A new law proposed Thursday by state Senators Teresa Ruiz (D-Newark), Sandra Bolden Cunningham and Ray Lesniak would end what they described as a “discriminatory practice” against ex-offenders.
“Across the state, law-abiding ex-offenders are finding that their past mistakes serve as a barrier to employment in this already tough economy,” Cunningham (D-Hudson) said in a statement. “One in four Americans has a criminal record that could show up in a routine background check. With the increased usage of these checks, qualified applicants - many of whom have already paid the price for their past infractions – cannot even get their foot in the door to be considered for jobs.”
The city of Newark, as well as Atlantic City, already have “ban the box” laws affecting hiring within those communities. The proposed legislation, the Opportunity to Compete Act, would take that law statewide.
New Jersey’s Opportunity to Compete Act would limit the criminal history inquiries allowed by New Jersey employers when interviewing applicants for a job within their company or organization. The bill would “ban the box” – the check box on most employment applications that requires applicants to disclose whether they have a criminal conviction in their background. This bill would require that employers not inquire about an applicant’s criminal history until after the applicant has been found otherwise qualified and a conditional offer of employment has been made.

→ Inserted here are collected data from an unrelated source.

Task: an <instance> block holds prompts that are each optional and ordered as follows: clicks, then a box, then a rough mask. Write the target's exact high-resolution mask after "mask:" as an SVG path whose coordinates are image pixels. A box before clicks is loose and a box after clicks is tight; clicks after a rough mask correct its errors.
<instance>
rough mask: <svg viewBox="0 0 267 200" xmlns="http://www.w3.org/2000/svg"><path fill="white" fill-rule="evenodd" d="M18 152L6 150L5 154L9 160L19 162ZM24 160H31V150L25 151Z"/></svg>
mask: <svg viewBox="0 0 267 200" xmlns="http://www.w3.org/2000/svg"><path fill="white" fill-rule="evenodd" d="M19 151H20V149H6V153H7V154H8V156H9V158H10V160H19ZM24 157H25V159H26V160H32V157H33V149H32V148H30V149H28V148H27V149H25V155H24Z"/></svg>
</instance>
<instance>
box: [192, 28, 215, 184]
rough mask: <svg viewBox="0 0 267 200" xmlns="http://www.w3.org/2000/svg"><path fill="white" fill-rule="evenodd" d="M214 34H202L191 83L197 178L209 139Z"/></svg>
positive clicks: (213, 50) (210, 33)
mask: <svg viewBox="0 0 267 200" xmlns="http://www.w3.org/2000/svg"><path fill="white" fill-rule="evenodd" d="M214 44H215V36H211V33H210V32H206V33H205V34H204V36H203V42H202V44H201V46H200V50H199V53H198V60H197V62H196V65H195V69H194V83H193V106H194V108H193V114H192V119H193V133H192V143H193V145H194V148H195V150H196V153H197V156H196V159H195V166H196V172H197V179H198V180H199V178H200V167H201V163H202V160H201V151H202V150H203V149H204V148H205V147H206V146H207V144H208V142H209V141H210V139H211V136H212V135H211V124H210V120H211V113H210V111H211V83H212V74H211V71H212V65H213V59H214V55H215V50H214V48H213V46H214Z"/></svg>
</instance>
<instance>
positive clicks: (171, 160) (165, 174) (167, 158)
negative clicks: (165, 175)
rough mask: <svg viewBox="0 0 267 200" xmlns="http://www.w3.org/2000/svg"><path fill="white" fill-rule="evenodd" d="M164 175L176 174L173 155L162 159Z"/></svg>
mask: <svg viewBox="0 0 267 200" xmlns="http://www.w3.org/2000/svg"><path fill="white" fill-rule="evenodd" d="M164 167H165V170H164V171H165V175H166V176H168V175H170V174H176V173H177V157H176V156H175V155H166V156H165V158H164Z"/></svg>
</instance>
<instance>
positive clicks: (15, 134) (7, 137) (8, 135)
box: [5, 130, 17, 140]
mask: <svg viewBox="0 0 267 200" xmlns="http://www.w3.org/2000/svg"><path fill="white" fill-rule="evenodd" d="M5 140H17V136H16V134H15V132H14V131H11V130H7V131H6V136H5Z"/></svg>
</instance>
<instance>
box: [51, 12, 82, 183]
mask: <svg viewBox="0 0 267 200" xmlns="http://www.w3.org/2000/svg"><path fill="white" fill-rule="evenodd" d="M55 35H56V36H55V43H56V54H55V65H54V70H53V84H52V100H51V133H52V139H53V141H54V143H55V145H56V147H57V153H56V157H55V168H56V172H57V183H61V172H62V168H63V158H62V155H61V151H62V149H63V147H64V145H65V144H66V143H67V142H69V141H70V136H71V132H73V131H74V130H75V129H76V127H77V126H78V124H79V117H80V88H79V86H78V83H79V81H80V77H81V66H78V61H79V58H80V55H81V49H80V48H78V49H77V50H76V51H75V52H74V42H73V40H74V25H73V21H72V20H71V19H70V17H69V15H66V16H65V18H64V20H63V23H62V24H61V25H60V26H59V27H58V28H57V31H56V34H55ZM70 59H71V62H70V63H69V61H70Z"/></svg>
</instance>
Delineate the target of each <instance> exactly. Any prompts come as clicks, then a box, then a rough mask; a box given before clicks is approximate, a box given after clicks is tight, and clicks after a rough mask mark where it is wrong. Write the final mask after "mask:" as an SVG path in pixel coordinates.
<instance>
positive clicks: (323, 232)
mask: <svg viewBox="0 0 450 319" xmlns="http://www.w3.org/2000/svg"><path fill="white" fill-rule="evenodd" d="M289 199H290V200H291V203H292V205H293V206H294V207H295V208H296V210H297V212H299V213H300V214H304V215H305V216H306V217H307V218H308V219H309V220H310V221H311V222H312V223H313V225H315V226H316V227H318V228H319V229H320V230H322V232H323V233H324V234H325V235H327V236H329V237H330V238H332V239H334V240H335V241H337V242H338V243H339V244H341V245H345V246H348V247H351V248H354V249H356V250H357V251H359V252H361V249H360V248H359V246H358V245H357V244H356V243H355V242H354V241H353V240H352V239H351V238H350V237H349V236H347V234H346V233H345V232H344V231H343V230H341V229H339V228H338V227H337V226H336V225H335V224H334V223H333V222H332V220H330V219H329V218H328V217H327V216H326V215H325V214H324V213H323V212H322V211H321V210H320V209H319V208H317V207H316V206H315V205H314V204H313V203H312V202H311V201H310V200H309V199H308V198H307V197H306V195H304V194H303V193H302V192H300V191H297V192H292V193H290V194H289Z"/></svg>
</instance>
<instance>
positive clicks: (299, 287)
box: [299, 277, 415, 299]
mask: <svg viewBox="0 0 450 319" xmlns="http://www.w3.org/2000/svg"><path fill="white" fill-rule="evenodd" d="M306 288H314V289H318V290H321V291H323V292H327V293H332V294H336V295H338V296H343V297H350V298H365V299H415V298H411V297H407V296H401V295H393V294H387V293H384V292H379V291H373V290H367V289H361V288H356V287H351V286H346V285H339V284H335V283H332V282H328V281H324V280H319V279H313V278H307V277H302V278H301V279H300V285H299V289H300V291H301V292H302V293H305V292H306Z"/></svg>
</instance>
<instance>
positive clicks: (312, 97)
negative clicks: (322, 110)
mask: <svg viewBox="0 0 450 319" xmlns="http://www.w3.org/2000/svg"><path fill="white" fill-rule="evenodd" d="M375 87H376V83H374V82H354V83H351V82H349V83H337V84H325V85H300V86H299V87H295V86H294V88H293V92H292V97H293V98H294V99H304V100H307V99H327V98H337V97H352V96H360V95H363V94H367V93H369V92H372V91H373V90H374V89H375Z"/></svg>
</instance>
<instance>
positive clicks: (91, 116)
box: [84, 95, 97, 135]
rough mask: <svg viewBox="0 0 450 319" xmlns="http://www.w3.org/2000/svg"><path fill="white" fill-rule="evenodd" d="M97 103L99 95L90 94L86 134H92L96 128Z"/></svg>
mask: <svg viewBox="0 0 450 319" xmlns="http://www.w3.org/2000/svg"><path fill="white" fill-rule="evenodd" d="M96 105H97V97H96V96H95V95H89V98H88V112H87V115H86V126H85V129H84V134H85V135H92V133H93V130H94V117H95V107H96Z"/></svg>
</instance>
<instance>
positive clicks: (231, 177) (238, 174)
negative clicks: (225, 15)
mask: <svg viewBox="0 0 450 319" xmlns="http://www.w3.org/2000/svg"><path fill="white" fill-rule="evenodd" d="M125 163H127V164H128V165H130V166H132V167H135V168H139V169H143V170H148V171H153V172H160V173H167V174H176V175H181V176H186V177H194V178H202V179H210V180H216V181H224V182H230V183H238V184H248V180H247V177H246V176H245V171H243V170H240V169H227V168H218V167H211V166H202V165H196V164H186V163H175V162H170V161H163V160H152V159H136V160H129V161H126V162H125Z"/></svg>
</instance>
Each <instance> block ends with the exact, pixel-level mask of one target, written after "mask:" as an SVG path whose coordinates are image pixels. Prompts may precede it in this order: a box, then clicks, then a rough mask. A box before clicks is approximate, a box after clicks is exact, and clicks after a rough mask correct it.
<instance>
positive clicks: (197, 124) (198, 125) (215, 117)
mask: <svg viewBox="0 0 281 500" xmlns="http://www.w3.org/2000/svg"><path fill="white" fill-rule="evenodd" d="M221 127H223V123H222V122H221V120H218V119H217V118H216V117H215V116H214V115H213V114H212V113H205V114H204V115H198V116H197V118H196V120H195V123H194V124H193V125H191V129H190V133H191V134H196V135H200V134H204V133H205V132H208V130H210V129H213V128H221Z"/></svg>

“People who are unemployed already face a number of barriers when it comes to finding a job. For those who have a criminal conviction in their background, obtaining gainful employment is that much more difficult,” said Ruiz. "We have to give everyone, including those who have an infraction on their record and have paid their debt to society, a fair opportunity to find employment.”
The bill would allow employers to consider criminal records for a reasonable period of time after the applicant has been released from custody, or after sentencing if the person was never in custody. An employer may consider in their hiring decisions: indictable offense convictions for 10 years following the release from custody or end of sentencing; disorderly person convictions and municipal ordinance violations for five years following the release from custody or end of sentencing; and any pending criminal charges.
This legislation would not limit an employer from considering criminal records occurring within any timeframe that involve serious violent crimes including murder, attempted-murder, arson, sex offenses requiring registry and acts of terrorism.
The legislation will also provide applicants with the right to appeal a denial of employment. After receiving notice that the conditional employment offer has been withdrawn, applicants will have 10 business days to challenge the accuracy of the criminal history and present additional evidence of rehabilitation or other factors for the employer to consider. If the employer has yet to fill the position, they will be required to consider the additional information.
Similar legislation is already in place in California, Connecticut, Hawaii, Massachusetts,Minnesota, New Mexico and Washington DC. Additionally, over 40 cities and counties including Atlantic City and Newark have passed some sort of “ban the box” reforms.